When I was learning html (many many years ago - we won't go into how many many's there should be there) I often found until I got comfortable with the syntax and the directory structures being used; when reverse engineering or working with other peoples templates it was actually easiest to save over the image files already in existence to change them over. Just make sure you make a copy of the entire folder you're working on before doing this so that when you make a mistake you have the originals intact.
For some general advice on designing emails see http://www.campaignmonitor.com/design-guidelines
We've also listed some basic HTML editors here: http://help.campaignmonitor.com/topic.aspx?t=115
Keep in mind Campaign Monitor is really targeted at web designers, so it might be a bit frustrating without some HTML experience.
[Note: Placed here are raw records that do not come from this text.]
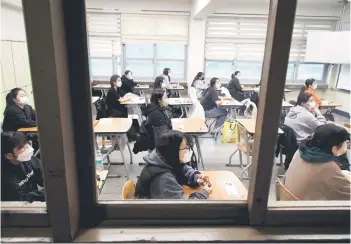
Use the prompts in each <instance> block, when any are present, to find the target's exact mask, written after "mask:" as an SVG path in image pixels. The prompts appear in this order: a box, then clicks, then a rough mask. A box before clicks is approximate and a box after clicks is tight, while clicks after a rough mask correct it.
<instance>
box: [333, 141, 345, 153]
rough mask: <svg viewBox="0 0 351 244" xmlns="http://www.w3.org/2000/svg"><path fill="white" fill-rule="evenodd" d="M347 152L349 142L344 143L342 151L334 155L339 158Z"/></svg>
mask: <svg viewBox="0 0 351 244" xmlns="http://www.w3.org/2000/svg"><path fill="white" fill-rule="evenodd" d="M346 152H347V141H344V143H343V144H342V146H341V147H340V149H339V150H338V151H337V152H336V153H335V154H334V155H335V156H337V157H339V156H341V155H343V154H345V153H346Z"/></svg>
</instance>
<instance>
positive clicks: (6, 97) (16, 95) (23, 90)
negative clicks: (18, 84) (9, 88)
mask: <svg viewBox="0 0 351 244" xmlns="http://www.w3.org/2000/svg"><path fill="white" fill-rule="evenodd" d="M20 91H24V90H23V89H22V88H19V87H16V88H13V89H12V90H11V91H10V92H9V93H7V95H6V107H5V110H4V115H5V113H6V111H7V109H8V108H9V107H10V106H11V105H12V104H14V103H15V102H14V101H13V99H15V98H16V97H17V94H18V93H19V92H20Z"/></svg>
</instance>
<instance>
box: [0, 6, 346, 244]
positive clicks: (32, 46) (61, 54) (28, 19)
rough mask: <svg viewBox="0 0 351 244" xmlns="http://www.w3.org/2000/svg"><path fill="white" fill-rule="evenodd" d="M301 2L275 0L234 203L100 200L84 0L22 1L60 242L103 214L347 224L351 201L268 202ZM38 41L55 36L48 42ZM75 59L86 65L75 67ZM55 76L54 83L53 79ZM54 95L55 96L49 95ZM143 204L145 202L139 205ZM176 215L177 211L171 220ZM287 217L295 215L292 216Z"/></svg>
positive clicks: (259, 222)
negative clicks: (260, 77) (248, 141)
mask: <svg viewBox="0 0 351 244" xmlns="http://www.w3.org/2000/svg"><path fill="white" fill-rule="evenodd" d="M296 4H297V0H291V1H285V0H271V2H270V15H269V25H268V31H267V43H266V47H265V60H264V64H263V72H262V73H263V75H262V83H263V86H262V87H261V91H260V101H259V104H260V105H259V106H260V108H261V109H259V113H258V117H257V123H256V131H257V133H256V134H255V144H254V149H255V150H254V151H255V152H256V153H254V155H253V158H252V169H251V179H250V184H249V189H248V199H247V201H244V202H235V203H236V204H233V202H231V201H229V202H222V201H218V202H217V201H213V202H212V201H211V202H208V201H189V202H181V201H150V202H146V201H140V202H139V203H138V202H137V201H135V202H134V201H133V202H129V201H118V202H106V203H105V202H97V197H96V194H97V193H96V188H95V187H96V186H95V184H96V182H95V164H94V152H93V145H94V138H93V128H92V117H91V103H90V102H89V103H87V102H86V101H88V100H89V101H90V98H91V97H90V96H91V87H90V82H88V81H89V64H88V55H87V53H88V50H87V45H86V42H87V40H86V35H87V33H86V23H85V22H86V21H85V4H84V1H63V0H61V1H59V0H58V1H47V2H45V1H35V2H33V1H31V0H23V11H24V14H25V20H26V32H27V40H28V50H29V57H30V61H31V62H30V66H31V74H32V78H33V79H32V80H33V87H34V89H35V91H34V98H35V103H36V108H37V112H38V121H39V124H40V125H41V126H40V127H39V134H40V138H41V142H42V144H41V153H42V160H43V162H44V161H45V163H43V172H44V182H45V191H46V197H47V202H46V204H47V206H48V210H49V211H48V214H47V216H48V217H49V218H48V219H49V224H50V225H51V228H52V232H53V239H54V241H55V242H56V241H61V242H62V241H66V242H67V241H72V240H74V238H75V236H76V234H77V232H78V231H79V229H83V228H88V229H89V228H92V227H93V226H96V225H98V224H100V223H101V222H102V221H103V220H105V219H109V220H111V221H112V222H113V221H115V222H114V224H116V222H117V224H118V223H119V224H128V225H140V224H142V225H154V224H164V225H175V224H178V225H179V224H202V225H203V224H207V225H210V224H214V223H215V224H218V225H219V224H236V225H240V224H243V222H245V223H246V224H248V221H249V222H250V225H253V226H257V225H268V226H269V225H270V224H272V222H271V221H272V219H273V218H274V217H275V218H276V219H275V222H274V224H284V225H287V224H293V225H302V224H305V222H304V221H306V220H309V219H310V218H311V217H316V213H317V214H318V215H317V216H319V218H317V219H316V224H321V225H325V224H327V223H333V224H335V223H334V221H335V220H333V219H332V220H331V219H330V214H333V213H336V214H337V217H339V216H343V218H342V219H341V220H342V221H340V219H338V220H339V222H338V223H337V224H338V226H343V227H344V226H345V225H346V226H347V224H349V219H347V221H345V220H346V218H345V216H346V217H347V215H348V216H349V214H350V212H349V208H347V209H345V208H344V207H341V208H338V207H337V206H336V207H335V206H329V204H328V205H327V206H324V207H319V208H317V210H316V208H314V207H313V206H311V207H304V208H303V209H301V208H292V207H287V208H286V209H285V210H284V209H283V210H284V211H285V212H284V211H278V212H274V209H272V208H270V207H269V206H268V207H267V202H268V193H269V190H270V189H269V188H270V186H271V184H270V183H271V174H272V167H273V163H272V162H274V161H273V157H274V148H272V145H273V144H275V142H274V138H276V136H277V128H278V119H279V115H280V110H281V100H282V98H283V94H284V85H285V84H284V82H277V80H281V79H282V78H283V77H285V75H286V68H287V65H288V57H289V48H288V47H289V46H290V41H291V33H292V29H293V22H294V17H295V9H296ZM39 10H40V12H41V13H42V15H40V18H38V14H37V13H38V11H39ZM62 10H67V11H62ZM43 20H46V21H43ZM38 27H43V28H38ZM77 30H80V31H77ZM82 33H83V35H82ZM278 37H279V38H278ZM38 40H50V41H46V42H44V43H43V42H40V41H38ZM77 63H80V64H81V65H78V66H77V65H76V64H77ZM43 64H44V66H43ZM50 77H51V78H52V79H51V82H50V84H49V83H48V82H47V80H48V78H50ZM71 81H74V82H71ZM53 84H54V85H53ZM268 88H269V89H268ZM70 94H79V96H71V95H70ZM55 95H56V96H55ZM48 96H49V97H50V98H51V99H49V100H48V99H47V98H48ZM63 115H64V116H63ZM53 128H55V129H54V130H53ZM55 130H57V131H56V132H55ZM263 138H264V139H263ZM53 139H55V141H56V145H55V147H54V148H53V147H52V144H51V142H52V140H53ZM267 140H268V142H269V143H267ZM63 149H65V150H63ZM72 149H74V150H72ZM258 172H259V174H258ZM79 186H81V187H79ZM151 202H152V203H151ZM145 203H147V204H145ZM139 206H140V207H141V206H142V208H140V209H136V208H135V207H139ZM187 208H189V209H187ZM145 210H148V211H145ZM281 210H282V209H281ZM311 210H312V211H311ZM219 212H220V213H221V214H220V215H218V213H219ZM186 213H187V214H186ZM287 213H289V214H288V215H287ZM294 213H298V215H297V216H295V215H294ZM301 213H302V214H301ZM2 214H3V210H2ZM153 214H155V215H153ZM164 214H168V216H164ZM178 214H179V215H178ZM189 214H190V215H189ZM9 215H13V213H9ZM185 215H187V216H185ZM21 216H22V217H24V216H25V215H21ZM171 216H175V218H174V219H170V218H169V217H171ZM219 216H220V217H226V218H218V217H219ZM272 216H273V217H272ZM111 217H116V218H111ZM164 217H167V219H165V218H164ZM182 217H185V218H182ZM286 217H289V218H288V219H287V220H286ZM235 218H237V219H235ZM141 220H142V221H141ZM242 220H245V221H243V222H241V221H242ZM324 220H325V221H324ZM173 221H175V222H173Z"/></svg>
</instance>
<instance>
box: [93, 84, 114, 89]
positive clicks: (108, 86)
mask: <svg viewBox="0 0 351 244" xmlns="http://www.w3.org/2000/svg"><path fill="white" fill-rule="evenodd" d="M110 87H111V85H110V84H97V85H95V86H93V89H108V88H110Z"/></svg>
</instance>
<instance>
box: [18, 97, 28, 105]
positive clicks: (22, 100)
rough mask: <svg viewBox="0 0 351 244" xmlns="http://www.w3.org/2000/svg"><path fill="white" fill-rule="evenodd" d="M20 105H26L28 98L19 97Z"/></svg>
mask: <svg viewBox="0 0 351 244" xmlns="http://www.w3.org/2000/svg"><path fill="white" fill-rule="evenodd" d="M19 101H20V103H21V104H23V105H24V104H28V97H27V96H24V97H20V99H19Z"/></svg>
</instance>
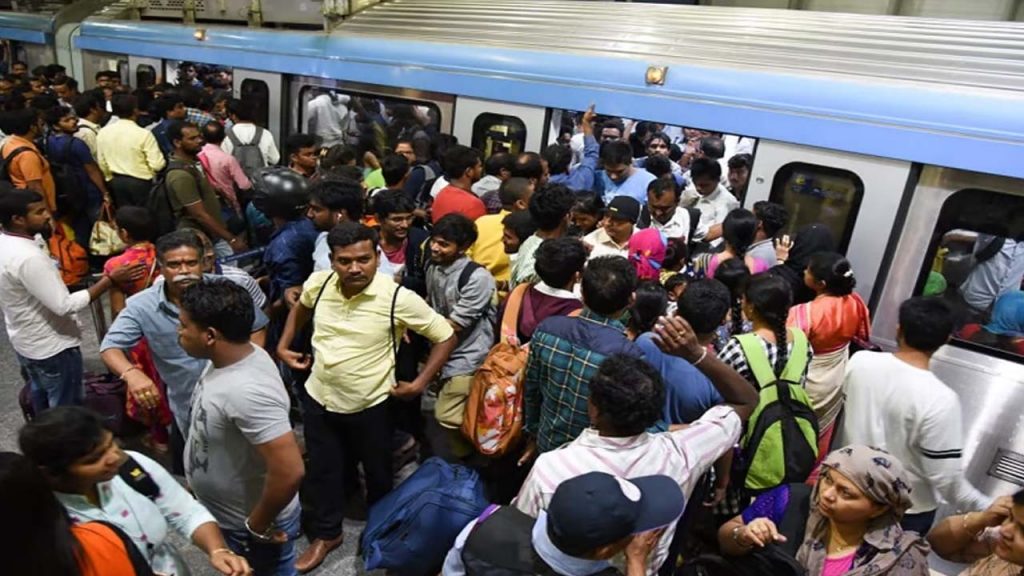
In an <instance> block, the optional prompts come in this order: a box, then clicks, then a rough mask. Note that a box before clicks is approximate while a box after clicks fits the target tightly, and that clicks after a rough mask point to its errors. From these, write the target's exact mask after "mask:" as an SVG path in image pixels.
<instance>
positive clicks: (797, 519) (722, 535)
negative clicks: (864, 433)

I've taken bits of everyones advice and am now the proud owner of a modified template (I did exactly as Janeylou suggested and made a copy of a template and replaced images to get the look I was going for and inspected the code version to get an idea of how the whole thing fitted together) which I shall be testing out tonight, and hopefully we will be sending our first campaign at the end of the week.
Its been really interesting, and I'm hoping to get some really interesting results from using CM for our event, which for those of you wondering what the numpty newbie is wanting to promote is the Women's Open Keelboat Championship 2009!
Many thanks and no doubt there will be more daft questions as I try to build our mailing list!!!
Thanks again, I really appreciate everyones help, the links were also really useful, you never know I might even learn to code soon!!!
If you dont have any coding experience then I would say dont fret. Campaign Monitor is a great tool and you can easily learn along the way. If you go for something more simple then, in my experience it can be frustrating as you develop your skills.
I recomend you pick a template from the free gallery and simply type your content over the top of it using an HTML editor (I use Dreamweaver). I have set clients up that have no experience, given them a basic lesson in HTML editing and set them lose. If you ask around your friends someone will know someone who has some experience in HTML. The basics are all you need. This is how I started.